President Leo M. Lambert has appointed Deborah Thurlow Long, associate professor of education, to a two-year term as Faculty Administrative Fellow and Assistant to the President. She will begin her duties June 1.
Long will participate in President Lambert’s senior staff meetings and lead significant projects related to serving at-risk youth in the community. She will also continue to teach in the School of Education.
Currently chair of the education department and coordinator of the elementary education program, Deborah Long came to Elon in 1996. Her areas of expertise include curriculum development and instructional design, and her publications and professional presentations address teacher cognition, curriculum development, problem-based learning, content integration, and the Scholarship of Teaching and Learning (SoTL). Long has been a member of and chaired Elon’s Carnegie Committee for the Scholarship of Teaching and Learning. Her international work includes presenting at conferences and conducting workshops in Canada, the Czech Republic, and Tajikistan.
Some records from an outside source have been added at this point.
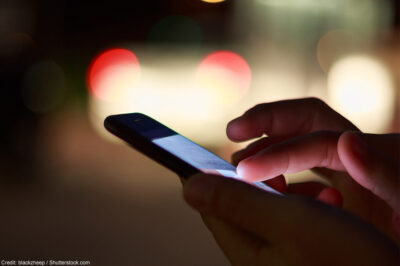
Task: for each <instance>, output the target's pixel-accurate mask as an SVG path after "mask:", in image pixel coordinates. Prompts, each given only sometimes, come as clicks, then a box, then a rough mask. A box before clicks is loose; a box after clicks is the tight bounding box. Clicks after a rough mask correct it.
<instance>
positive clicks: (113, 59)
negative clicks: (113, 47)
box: [87, 48, 140, 101]
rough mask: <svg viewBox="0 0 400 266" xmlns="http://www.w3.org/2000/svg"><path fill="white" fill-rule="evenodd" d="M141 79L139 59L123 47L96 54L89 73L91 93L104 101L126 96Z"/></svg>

Long has a long history of working with at-risk students. She served in the Teacher Corps from 1971 to 1973 and has integrated service-learning projects in Title I schools in the Alamance-Burlington School System. She has been active with Alamance County Habitat for Humanity since 1999 and has served as president of the Habitat board. From 2003 to 2006 she was project evaluator for the 21st Century Community Learning Center Grant, a federally funded grant awarded to the Alamance-Burlington School System, which provided after-school and enrichment programs for at-risk students.
Long taught for nine years at Lyon College, Batesville, Ark., and was an elementary school teacher in the Durham City School System from 1973 to 1976. She has a bachelor’s degree from Colby College, Waterville, Maine, a master’s degree from Virginia State College, Petersburg, Va., and a doctorate from the University of Memphis in curriculum, instruction, and educational leadership.